La España Mozárabe

A partir de la segunda mitad del siglo IX se generaron, tanto en los territorios dominados por los árabes como en los reinos cristianos, las condiciones adecuadas para promover la emigración de amplios grupos de los cristianos que vivían en Al-Ándalus, que eran llamados mozárabes, hacia los territorios cristianos en los que se integraron sin problemas, ya que tanto unos como otros había mantenido el sustrato cultural visigodo y compartían religión, cultura, muchas de las costumbres e incluso una liturgia muy concreta y claramente diferenciada de las del resto del entorno europeo.
Estos nuevos pobladores se instalaron, junto con los habitantes de los antiguos territorios cristianos, en las nuevas tierras que se iban conquistando, fundamentalmente entre los montes cántabros y el Duero. En esta zona de frontera que, expuesta a continuas razias árabes, debía mantenerse en un perpetuo estado de alerta, fueron creando con el apoyo de la monarquía astur-leonesa nuevas villas y monasterios, en algunos casos sobre las ruinas de otros anteriores o sobre algunos de los antiguos eremitorios rupestres que existían desde la época visigoda. El impulso creador de los mozárabes que, después de haber vivido siglo y medio bajo dominación árabe, conservaban su religión y cultura desde la época visigoda, unido al espíritu de reconquista y de deseo de promoción social que aportaban los cristianos que habían tenido que refugiarse en la cornisa cantábrica ante la conquista árabe, generó un nuevo movimiento artístico y cultural que potenciaba la herencia visigoda en todas las áreas de expresión y que se fue extendiendo desde esta zona de repoblación hacia todo el conjunto de los territorios españoles dominados por los cristianos.

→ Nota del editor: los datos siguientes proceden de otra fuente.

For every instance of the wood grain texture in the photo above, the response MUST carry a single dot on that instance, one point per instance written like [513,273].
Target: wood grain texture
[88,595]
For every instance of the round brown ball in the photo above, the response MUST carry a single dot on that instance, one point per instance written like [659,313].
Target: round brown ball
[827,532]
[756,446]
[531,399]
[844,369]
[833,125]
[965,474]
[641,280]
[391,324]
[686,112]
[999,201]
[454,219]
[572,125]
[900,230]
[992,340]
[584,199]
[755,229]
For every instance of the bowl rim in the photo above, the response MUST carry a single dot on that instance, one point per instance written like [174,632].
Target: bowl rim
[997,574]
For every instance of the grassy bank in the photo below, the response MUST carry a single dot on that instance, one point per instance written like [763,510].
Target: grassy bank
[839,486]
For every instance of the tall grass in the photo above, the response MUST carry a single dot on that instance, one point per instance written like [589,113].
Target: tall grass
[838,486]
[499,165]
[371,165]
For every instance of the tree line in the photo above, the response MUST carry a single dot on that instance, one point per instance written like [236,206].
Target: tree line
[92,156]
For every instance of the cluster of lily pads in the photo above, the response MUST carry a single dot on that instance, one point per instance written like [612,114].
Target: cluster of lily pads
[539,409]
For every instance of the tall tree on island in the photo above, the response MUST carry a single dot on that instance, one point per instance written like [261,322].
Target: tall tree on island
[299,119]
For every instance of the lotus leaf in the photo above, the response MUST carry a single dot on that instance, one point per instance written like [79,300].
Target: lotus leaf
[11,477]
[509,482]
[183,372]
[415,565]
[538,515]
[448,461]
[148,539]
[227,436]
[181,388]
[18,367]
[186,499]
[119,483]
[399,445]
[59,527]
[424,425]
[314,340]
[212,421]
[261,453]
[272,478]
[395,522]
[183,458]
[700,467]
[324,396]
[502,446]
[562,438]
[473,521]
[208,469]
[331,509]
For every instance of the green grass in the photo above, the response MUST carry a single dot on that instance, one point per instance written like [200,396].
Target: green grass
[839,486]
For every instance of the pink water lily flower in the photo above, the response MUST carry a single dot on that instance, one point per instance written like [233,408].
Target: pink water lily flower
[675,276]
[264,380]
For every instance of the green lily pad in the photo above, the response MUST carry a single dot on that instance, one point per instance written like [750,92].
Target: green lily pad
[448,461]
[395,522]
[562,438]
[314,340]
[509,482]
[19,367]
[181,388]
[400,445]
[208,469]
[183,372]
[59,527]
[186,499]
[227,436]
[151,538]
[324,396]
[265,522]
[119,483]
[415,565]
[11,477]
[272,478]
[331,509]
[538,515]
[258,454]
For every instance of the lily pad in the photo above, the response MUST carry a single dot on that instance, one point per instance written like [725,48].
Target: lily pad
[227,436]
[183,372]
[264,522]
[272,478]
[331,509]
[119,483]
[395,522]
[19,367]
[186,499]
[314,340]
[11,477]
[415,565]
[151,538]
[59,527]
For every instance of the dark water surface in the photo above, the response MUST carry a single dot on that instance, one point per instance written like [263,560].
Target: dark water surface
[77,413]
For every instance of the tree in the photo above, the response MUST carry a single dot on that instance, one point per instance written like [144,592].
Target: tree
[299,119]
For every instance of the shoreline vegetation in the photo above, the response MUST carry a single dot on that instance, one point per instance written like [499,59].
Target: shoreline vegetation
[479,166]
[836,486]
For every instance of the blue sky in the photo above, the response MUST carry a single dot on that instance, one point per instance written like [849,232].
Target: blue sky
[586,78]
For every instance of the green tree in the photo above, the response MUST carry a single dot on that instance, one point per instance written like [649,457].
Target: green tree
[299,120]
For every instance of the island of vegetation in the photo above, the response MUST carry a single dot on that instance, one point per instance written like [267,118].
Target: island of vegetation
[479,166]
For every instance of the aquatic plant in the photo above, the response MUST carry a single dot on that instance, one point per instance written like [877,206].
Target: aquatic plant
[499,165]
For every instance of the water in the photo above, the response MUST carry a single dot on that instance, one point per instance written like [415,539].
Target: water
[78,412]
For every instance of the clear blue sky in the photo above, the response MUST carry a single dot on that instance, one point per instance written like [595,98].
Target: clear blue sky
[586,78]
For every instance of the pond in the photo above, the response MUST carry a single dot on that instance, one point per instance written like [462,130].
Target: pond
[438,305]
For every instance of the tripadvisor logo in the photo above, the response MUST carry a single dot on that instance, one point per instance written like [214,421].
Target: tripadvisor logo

Esta nueva situación generó un cambio radical, tanto en el espíritu como en las formas, respecto al período asturiano puesto que el desarrollo de las nuevas construcciones y del resto de actividades artísticas ya no estaba dirigido directamente, aunque sí apoyado, por el monarca lo que permitió recuperar la libertad de formas dentro del mismo espíritu ecléctico que había existido en la época visigoda con lo que volvemos a encontrar una gran variedad de estructuras en las que el único elemento realmente distintivo es nuevamente el arco de herradura, aunque ahora con una mayor libertad de formas. De la misma manera que en el período visigodo se fueron asimilando, sobre un substrato básicamente romano, la cultura visigoda y las distintas influencias que iban apareciendo como la norteafricana o la bizantina, en esta fase que se ha dado en llamar no sin grandes controversias «Arte Mozárabe», se incorporan a todo lo anterior algunos nuevos elementos aprendidos en Al-Ándalus, como sus técnicas de cobertura, el alfiz o los modillones, enriqueciendo, pero sin modificarla sustancialmente, la herencia del siglo VII.